In the inner cities, new apartments and the increased density they bring have added to the richness of street life and cultural options. But these apartments have not been built for families and there is a shortage of schools. With increased density, there is also a need to provide more walking, cycling and public transport opportunities to ease traffic congestion.Many of these new city apartments apartments are small and poorly built.
In the face of sustained population growth, our big cities continue to sprawl into the greenfields, despite the now well recognised problems associated with higher infrastructure costs, lack of amenity, car dependency, poor job access, diminished agriculture and open space.

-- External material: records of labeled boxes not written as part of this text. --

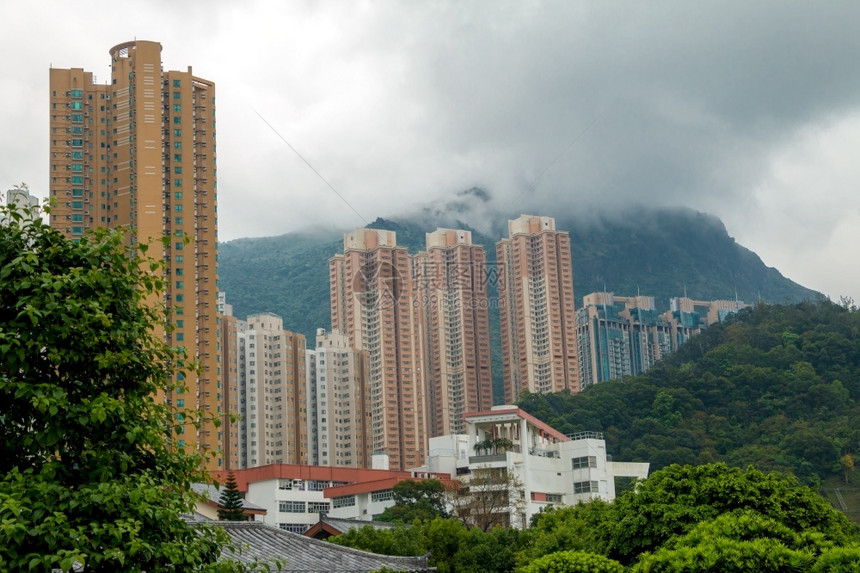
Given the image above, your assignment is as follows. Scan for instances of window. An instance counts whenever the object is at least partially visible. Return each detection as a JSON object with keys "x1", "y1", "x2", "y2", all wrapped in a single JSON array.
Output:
[
  {"x1": 308, "y1": 479, "x2": 329, "y2": 491},
  {"x1": 573, "y1": 481, "x2": 599, "y2": 493},
  {"x1": 278, "y1": 501, "x2": 305, "y2": 513},
  {"x1": 278, "y1": 523, "x2": 308, "y2": 533},
  {"x1": 331, "y1": 495, "x2": 355, "y2": 509},
  {"x1": 370, "y1": 489, "x2": 394, "y2": 501},
  {"x1": 571, "y1": 456, "x2": 597, "y2": 470},
  {"x1": 308, "y1": 501, "x2": 330, "y2": 513}
]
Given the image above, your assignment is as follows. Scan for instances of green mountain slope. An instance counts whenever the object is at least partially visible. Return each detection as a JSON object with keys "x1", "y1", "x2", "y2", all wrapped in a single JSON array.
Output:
[{"x1": 520, "y1": 301, "x2": 860, "y2": 485}]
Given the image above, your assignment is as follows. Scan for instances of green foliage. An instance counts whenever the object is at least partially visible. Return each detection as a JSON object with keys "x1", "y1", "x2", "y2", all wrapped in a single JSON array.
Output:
[
  {"x1": 603, "y1": 464, "x2": 855, "y2": 563},
  {"x1": 520, "y1": 551, "x2": 624, "y2": 573},
  {"x1": 632, "y1": 510, "x2": 843, "y2": 573},
  {"x1": 374, "y1": 479, "x2": 448, "y2": 523},
  {"x1": 329, "y1": 518, "x2": 522, "y2": 573},
  {"x1": 218, "y1": 472, "x2": 247, "y2": 521},
  {"x1": 519, "y1": 464, "x2": 860, "y2": 571},
  {"x1": 0, "y1": 208, "x2": 252, "y2": 572},
  {"x1": 520, "y1": 302, "x2": 860, "y2": 487},
  {"x1": 517, "y1": 499, "x2": 612, "y2": 564}
]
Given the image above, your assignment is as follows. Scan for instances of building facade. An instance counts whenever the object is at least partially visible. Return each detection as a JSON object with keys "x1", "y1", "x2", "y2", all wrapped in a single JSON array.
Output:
[
  {"x1": 49, "y1": 40, "x2": 224, "y2": 468},
  {"x1": 305, "y1": 328, "x2": 370, "y2": 468},
  {"x1": 329, "y1": 229, "x2": 427, "y2": 469},
  {"x1": 237, "y1": 313, "x2": 309, "y2": 468},
  {"x1": 496, "y1": 215, "x2": 579, "y2": 403},
  {"x1": 576, "y1": 292, "x2": 744, "y2": 387},
  {"x1": 464, "y1": 406, "x2": 649, "y2": 528},
  {"x1": 414, "y1": 229, "x2": 493, "y2": 437},
  {"x1": 216, "y1": 464, "x2": 413, "y2": 533}
]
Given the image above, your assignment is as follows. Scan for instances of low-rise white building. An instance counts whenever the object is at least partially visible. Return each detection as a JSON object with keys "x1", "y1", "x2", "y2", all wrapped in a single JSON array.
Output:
[
  {"x1": 466, "y1": 406, "x2": 649, "y2": 527},
  {"x1": 217, "y1": 406, "x2": 649, "y2": 533}
]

He says that the solution lies in the greyfields – those ageing but occupied tracts of inner and middle ring suburbia that are physically, technologically and environmentally failing and which represent under-capitalised assets. Here, attempts have been made to intensify housing and employment around activity centres and transit oriented development projects.
Though attempts have been made to intensify housing and employment around activity centres and transit oriented development projects in the greyfield middle suburbs little regeneration has happened in any systematic way. Newton says:
Most infill housing in the middle suburbs has been occurring in a fragmented, sub-optimal fashion. As greyfield housing comes onto the market (typically properties where 80% or more of the total value is vested in the land) it is purchased, demolished and rebuilt, typically resulting in yields of 1:1 and 1:2-4 dwellings.
Consequently, state governments continue to apply mid-20th century solutions to a 21st century urban problem. Hence the concern about the state of Australian cities.